There are several limitations to this study. We cannot exclude the possibility that some of these patients with a second primary CRC may represent hereditary nonpolyposis colon cancer (HNPCC) but patients with familial polyposis syndromes are mostly diagnosed with CRC before the age of 50 yr. [32]. However, in our analysis, we found that the proportion of SPCRC in patients aged younger than 50 years was less than 10%. Furthermore, HNPCC accounts for only 1–5% of patients diagnosed with colon cancer and is not likely to significantly bias our observations.
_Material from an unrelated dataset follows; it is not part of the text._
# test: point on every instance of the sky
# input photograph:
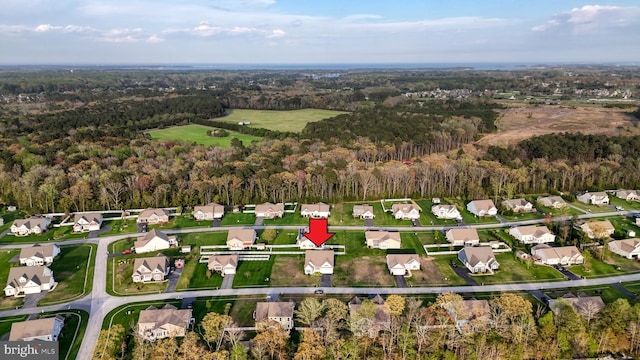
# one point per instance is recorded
(104, 32)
In summary, this is the first study to analyze a large population-based cancer registry to quantify SPCRC survival difference with the IPCRC and the risk factors of SPCRC. The relative risk of SPCRC appears to have increased with black ethnicity, age > 60 and LCC in the first 8 years of IPCRC diagnosis. Moreover, those with 2nd RCC had the best survival outcome.

Conclusion

These data provide an update of earlier studies with additional data on tumor site and survival of SPCRC. Compared with a reference race of 2nd RCC, survivors of LCC had substantially increased risks of SPCRC. Furthermore, in those with SPCRC, the RCC cohort was more likely to survive.